O’Connor’s decision suggests a number of different things. Either that originalism is fraudulent and vulnerable to being invalidated by partisan political objectives, or that it is a product of the growing tendency among conservative Republicans to cast aside their principles to demonstrate a tribalistic loyalty to Trumpism, including its focus on undoing everything achieved by Barack Obama. It is probably both. Be that as it may, the decision to overturn Obamacare is the height of political manipulation of the law to achieve socially disastrous consequences in the name of scoring political points with its base of supporters.
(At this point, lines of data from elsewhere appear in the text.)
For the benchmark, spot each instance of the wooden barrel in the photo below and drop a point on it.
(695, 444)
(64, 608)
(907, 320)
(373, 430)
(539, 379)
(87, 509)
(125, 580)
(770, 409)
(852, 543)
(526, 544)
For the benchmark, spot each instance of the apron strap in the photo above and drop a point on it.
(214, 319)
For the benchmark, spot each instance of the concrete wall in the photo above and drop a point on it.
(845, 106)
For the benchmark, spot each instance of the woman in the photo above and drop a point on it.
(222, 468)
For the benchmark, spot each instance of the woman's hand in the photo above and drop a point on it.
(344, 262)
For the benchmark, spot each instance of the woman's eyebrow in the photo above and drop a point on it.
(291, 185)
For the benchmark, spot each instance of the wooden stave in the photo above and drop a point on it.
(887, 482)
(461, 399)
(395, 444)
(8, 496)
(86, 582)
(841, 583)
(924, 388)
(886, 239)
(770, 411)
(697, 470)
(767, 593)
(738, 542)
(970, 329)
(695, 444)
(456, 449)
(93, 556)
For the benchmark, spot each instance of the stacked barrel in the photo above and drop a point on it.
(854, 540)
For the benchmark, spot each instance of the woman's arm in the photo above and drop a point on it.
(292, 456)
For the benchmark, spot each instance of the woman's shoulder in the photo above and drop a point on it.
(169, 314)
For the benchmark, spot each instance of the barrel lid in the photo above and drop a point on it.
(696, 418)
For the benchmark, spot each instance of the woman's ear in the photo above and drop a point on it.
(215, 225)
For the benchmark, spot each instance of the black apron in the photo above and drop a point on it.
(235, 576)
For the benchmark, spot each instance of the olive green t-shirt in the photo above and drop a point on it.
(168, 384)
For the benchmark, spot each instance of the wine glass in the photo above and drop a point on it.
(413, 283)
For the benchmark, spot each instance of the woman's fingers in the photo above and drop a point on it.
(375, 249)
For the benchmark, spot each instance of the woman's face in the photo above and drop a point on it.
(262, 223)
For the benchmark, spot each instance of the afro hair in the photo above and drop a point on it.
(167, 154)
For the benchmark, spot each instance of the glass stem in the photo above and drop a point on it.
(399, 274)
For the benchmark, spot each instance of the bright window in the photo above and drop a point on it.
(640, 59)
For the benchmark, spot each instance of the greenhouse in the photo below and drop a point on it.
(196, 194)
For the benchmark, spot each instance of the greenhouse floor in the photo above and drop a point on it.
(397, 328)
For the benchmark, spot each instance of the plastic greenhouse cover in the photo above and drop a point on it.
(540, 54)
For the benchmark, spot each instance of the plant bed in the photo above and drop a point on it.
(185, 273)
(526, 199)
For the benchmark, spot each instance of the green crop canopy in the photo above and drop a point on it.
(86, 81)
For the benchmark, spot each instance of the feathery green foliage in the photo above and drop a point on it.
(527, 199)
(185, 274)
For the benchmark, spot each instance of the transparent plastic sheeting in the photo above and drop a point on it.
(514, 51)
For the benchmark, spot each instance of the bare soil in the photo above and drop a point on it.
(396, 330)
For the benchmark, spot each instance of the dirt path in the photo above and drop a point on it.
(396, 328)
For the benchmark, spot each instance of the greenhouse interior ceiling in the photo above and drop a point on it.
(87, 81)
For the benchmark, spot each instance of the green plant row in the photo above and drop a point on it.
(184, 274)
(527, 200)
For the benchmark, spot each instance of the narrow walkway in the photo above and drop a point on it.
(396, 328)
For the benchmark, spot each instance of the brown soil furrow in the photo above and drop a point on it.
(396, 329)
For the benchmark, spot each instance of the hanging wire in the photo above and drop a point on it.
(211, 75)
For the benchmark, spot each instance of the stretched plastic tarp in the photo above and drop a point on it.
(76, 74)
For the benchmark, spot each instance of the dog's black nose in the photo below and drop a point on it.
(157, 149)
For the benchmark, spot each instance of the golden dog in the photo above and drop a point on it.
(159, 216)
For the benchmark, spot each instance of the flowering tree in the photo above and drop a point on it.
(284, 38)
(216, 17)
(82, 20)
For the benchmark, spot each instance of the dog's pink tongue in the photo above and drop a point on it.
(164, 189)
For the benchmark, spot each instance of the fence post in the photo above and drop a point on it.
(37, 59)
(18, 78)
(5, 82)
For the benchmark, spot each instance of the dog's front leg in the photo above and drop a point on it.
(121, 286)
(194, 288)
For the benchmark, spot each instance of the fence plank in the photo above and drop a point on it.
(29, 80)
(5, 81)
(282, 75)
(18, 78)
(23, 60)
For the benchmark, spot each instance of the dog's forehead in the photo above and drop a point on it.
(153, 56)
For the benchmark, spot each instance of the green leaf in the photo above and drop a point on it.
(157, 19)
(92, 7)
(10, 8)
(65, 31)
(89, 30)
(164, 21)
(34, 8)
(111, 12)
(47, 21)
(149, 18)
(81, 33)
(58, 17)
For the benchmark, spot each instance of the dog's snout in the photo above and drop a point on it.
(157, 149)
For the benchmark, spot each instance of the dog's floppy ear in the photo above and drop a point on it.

It is emblematic of a Republican Party that is willing to abandon all political principle to win its policy objectives at any cost. Now with the Republicans in the Senate rushing to stuff the judiciary with extreme conservatives nominated by Trump, this weaponizing of the law for political gain is likely to become an even more common practice by the Republicans. The appellate courts and the Supreme Court can however at least stop the madness of this one decision in order to show that there are limits to the politicization of the law. Here’s to hoping this decision and the moral vacuity it represents does not stand.

Sanford F. Schram is Professor of Political Science at Hunter College.